My Lords, I am terribly sorry to say this, but I think I did answer the Question directly. What was the purpose of the child poverty unit? Its purpose was to measure the income-related targets set up by the previous Government. Those targets were a waste of time and we got rid of them. We have now set up something better—the Social Mobility Commission secretariat, based in the Department for Education. As I said in my original Answer, the appropriate measure for these things should be parental worklessness—a responsibility of the Department for Work and Pensions—and children’s educational attainment, and those are the two that we will look at.
(12 years, 7 months ago)
Lords Chamber
To ask Her Majesty’s Government what action they propose, as part of their review of the level of asylum support, to tackle severe poverty experienced by children in asylum-seeking families.
My Lords, asylum support rates are currently under routine review. Careful consideration is always given to the impact of rates on families with children. Any decision to adjust rates will also reflect the temporary nature of asylum support and the fact that asylum seekers have access to fully equipped accommodation, with utility bills paid. No person who has sought protection in the United Kingdom need be destitute while their application is decided.
My Lords, the Children’s Society and refugee organisations have reported alarming evidence of growing destitution among asylum-seeking children, young people and families, due in part to levels of financial assistance well below those of income support. Can the Minister explain how this state of affairs is compatible with the Government’s obligations under Article 27 of the UN Convention on the Rights of the Child and Article 11 of the International Covenant on Economic, Social and Cultural Rights, both of which uphold the right to an adequate standard of living?

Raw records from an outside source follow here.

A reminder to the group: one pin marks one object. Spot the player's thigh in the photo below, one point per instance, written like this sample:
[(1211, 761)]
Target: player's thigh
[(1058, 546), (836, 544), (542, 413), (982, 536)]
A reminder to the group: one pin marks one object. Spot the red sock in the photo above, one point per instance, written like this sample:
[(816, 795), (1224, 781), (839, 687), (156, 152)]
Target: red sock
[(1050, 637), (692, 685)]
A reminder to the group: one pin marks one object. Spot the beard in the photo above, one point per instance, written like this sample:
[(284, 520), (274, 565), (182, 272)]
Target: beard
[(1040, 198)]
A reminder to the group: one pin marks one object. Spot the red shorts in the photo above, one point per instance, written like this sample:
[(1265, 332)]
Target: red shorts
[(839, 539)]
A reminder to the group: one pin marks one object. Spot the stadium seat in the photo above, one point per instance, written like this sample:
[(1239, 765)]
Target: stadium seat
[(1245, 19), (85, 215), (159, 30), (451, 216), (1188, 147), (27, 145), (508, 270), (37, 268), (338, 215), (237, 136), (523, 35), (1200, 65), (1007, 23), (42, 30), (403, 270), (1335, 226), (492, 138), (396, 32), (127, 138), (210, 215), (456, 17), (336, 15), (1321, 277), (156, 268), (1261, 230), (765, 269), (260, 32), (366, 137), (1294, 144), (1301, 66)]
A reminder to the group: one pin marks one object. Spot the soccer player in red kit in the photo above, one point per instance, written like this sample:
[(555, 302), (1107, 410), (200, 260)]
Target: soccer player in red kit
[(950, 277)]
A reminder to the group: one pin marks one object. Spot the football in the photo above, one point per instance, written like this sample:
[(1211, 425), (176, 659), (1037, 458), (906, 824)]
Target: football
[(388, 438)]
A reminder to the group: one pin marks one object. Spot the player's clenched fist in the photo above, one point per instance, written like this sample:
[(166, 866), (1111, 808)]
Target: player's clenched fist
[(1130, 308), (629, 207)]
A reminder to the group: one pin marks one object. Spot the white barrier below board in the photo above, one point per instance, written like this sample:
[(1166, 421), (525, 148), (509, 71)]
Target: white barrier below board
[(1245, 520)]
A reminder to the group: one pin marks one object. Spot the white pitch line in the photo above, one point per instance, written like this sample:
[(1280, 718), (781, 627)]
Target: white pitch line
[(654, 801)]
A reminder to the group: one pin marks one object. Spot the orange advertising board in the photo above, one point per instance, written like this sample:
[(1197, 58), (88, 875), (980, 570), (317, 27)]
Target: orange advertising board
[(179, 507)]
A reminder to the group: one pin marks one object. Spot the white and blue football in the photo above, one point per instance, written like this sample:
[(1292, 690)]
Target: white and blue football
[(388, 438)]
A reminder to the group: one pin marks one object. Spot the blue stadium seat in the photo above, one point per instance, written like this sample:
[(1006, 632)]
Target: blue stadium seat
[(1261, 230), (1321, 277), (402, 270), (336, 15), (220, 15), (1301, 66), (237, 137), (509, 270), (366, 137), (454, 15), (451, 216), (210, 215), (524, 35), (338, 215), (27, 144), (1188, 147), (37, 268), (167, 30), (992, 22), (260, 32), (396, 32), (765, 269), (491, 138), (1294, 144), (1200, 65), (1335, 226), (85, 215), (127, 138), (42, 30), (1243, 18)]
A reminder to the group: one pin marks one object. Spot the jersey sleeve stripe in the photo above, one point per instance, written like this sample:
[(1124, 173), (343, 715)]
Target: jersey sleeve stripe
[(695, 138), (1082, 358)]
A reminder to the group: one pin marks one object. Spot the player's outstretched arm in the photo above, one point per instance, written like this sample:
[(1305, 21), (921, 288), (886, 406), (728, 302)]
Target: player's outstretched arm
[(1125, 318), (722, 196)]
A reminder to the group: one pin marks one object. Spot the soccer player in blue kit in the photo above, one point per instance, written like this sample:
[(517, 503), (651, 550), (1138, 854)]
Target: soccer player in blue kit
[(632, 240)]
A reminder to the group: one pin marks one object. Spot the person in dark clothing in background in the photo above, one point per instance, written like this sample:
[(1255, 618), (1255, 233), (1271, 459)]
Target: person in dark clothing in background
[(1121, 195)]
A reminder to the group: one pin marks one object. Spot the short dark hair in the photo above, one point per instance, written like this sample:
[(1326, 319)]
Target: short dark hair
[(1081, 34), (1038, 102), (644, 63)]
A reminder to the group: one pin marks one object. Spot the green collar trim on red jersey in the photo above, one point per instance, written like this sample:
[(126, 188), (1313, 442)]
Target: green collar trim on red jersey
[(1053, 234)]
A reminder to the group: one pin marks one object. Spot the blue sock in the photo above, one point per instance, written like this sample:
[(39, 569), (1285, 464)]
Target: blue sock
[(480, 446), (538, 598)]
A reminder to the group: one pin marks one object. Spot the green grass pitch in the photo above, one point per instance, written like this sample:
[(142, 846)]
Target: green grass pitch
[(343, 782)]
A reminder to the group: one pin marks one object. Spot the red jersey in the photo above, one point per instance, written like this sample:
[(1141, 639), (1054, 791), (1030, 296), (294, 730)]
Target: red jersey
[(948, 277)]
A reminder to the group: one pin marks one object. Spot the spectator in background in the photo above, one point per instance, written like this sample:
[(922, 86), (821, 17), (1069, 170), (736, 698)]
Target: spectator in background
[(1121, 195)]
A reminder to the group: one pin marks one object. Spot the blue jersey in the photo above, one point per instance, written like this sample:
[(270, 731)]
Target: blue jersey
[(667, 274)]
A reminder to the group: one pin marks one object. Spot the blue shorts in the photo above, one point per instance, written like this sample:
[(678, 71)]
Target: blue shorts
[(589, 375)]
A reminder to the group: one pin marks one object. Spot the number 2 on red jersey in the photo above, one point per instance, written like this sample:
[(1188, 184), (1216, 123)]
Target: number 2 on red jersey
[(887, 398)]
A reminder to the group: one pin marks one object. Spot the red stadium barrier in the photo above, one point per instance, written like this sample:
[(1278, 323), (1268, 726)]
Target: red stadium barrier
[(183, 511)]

My Lords, I am aware of the report from the Children’s Society, and my honourable friend Damian Green and officials have met the society to discuss it. The noble Baroness asked for an explanation of the disparity between income support levels and the rates of support that we offer asylum seekers. The simple reason is that asylum seekers get all their accommodation and utility bills paid, and therefore it is not necessary to pay their support at 100%. The noble Baroness will also be aware—I think this is important—of how this disparity occurred. Until 2008 asylum rates were set at 70% of income support, and a decision was then taken by the Government of the time—who, as the noble Baroness will be aware, happened to be a Labour Government—to break that link. Since then, the levels have been set annually each year in accordance with what has been felt to be appropriate.